Section 4.5. Slab Allocator s Lifecycle | The Linux Kernel Primer. A Top-Down Approach for x86 and PowerPC Architectures

4.5. Slab Allocator's Lifecycle

Now, we explore the interaction of caches and the slab allocator throughout the lifecycle of the kernel. The kernel needs to make sure that certain structures are in place to support memory area requests on the part of processes and the creation of specialized caches on the part of dynamically loadable modules.

A few global structures play key roles for the slab allocator. Some of these were in passing previously in the chapter. Let's look at these global variables.

4.5.1. Global Variables of the Slab Allocator

There are a number of global variables that are associated with the slab allocator. These include

cache_cache. The cache descriptor for the cache that is to contain all other cache descriptors. The human-readable name of this cache is kmem_cache. This cache descriptor is the only one that is statically allocated.
cache_chain. The list element that serves as a pointer to the cache descriptor list.
cache_chain_sem. The semaphore that controls access to cache_chain.^[9] Every time an element (new cache descriptor) is added to the chain, this semaphore needs to be acquired with a down() and released with an up().
^[9] Semaphores are discussed in detail in Chapter 9, "Building the Linux Kernel."
malloc_sizes[]. The array that holds the cache descriptors for the DMA and non-DMA caches that correspond to a general cache.

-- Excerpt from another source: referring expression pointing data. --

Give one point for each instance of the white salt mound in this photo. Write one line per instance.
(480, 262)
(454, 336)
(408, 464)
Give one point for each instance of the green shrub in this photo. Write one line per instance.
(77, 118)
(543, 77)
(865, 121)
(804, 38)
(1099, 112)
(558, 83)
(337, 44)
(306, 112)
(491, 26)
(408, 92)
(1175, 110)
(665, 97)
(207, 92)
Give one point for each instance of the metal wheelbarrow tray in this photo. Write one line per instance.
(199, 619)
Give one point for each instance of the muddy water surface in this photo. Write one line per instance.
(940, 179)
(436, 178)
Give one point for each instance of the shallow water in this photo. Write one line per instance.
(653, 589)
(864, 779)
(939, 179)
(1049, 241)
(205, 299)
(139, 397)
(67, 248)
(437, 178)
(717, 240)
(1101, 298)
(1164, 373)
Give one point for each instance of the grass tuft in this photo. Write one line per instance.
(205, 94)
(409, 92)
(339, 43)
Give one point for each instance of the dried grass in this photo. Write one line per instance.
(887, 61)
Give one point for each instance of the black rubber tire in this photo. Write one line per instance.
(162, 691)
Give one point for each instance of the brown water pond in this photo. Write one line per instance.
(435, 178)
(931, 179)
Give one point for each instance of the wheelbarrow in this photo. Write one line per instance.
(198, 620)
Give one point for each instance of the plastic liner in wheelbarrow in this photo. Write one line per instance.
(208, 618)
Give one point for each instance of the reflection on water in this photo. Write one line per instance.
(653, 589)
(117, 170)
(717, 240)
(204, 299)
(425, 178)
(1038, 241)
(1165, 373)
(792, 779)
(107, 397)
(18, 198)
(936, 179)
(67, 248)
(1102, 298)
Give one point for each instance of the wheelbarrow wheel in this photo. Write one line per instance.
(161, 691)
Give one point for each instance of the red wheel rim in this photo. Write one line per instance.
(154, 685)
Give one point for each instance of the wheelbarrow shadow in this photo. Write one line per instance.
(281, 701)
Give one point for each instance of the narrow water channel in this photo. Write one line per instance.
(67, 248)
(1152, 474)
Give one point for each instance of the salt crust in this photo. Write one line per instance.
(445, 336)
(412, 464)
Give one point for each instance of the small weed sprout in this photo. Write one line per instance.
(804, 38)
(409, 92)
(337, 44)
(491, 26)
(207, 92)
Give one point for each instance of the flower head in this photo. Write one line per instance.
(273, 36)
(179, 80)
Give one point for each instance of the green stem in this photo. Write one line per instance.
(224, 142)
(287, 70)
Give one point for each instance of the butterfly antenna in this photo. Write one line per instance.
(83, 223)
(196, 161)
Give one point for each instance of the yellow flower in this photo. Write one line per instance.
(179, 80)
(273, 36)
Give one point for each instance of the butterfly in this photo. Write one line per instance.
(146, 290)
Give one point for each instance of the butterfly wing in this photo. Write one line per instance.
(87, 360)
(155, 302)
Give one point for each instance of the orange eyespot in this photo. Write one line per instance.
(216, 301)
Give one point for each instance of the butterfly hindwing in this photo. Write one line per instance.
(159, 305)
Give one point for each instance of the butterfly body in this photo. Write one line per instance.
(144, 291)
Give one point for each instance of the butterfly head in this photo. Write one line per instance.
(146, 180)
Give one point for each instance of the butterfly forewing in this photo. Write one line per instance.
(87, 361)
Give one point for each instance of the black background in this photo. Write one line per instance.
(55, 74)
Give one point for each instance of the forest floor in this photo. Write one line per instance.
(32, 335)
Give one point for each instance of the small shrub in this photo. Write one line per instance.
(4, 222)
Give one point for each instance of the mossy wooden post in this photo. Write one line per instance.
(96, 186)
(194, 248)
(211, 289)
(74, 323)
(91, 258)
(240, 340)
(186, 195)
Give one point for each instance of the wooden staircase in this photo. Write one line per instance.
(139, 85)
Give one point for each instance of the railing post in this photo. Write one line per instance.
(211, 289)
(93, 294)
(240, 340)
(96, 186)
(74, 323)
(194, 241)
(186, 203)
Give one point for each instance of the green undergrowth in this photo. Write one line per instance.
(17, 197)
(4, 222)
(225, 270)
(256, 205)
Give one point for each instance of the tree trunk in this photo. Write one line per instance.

Before the slab allocator is initialized, these structures are already in place. Let's look at their creation:

 ----------------------------------------------------------------------------- mm/slab.c 486  static kmem_cache_t cache_cache = { 487   .lists   = LIST3_INIT(cache_cache.lists), 488   .batchcount  = 1, 489   .limit   = BOOT_CPUCACHE_ENTRIES, 490   .objsize  = sizeof(kmem_cache_t), 491   .flags   = SLAB_NO_REAP, 492   .spinlock  = SPIN_LOCK_UNLOCKED, 493   .color_off  = L1_CACHE_BYTES, 494   .name   = "kmem_cache", 495  }; 496 497  /* Guard access to the cache-chain. */ 498  static struct semaphore  cache_chain_sem; 499 500  struct list_head cache_chain; -----------------------------------------------------------------------------

The cache_cache cache descriptor has the SLAB_NO_REAP flag. Even if memory is low, this cache is retained throughout the life of the kernel. Note that the cache_chain semaphore is only defined, not initialized. The initialization occurs during system initialization in the call to kmem_cache_init(). We explore this function in detail here:

 ----------------------------------------------------------------------------- mm/slab.c 462  struct cache_sizes malloc_sizes[] = { 463  #define CACHE(x) { .cs_size = (x) }, 464  #include <linux/kmalloc_sizes.h> 465   { 0, } 466  #undef CACHE 467  }; -----------------------------------------------------------------------------

This piece of code initializes the malloc_sizes[] array and sets the cs_size field according to the values defined in include/linux/kmalloc_sizes.h. As mentioned, the cache sizes can span from 32 bytes to 131,072 bytes depending on the specific kernel configurations.^[10]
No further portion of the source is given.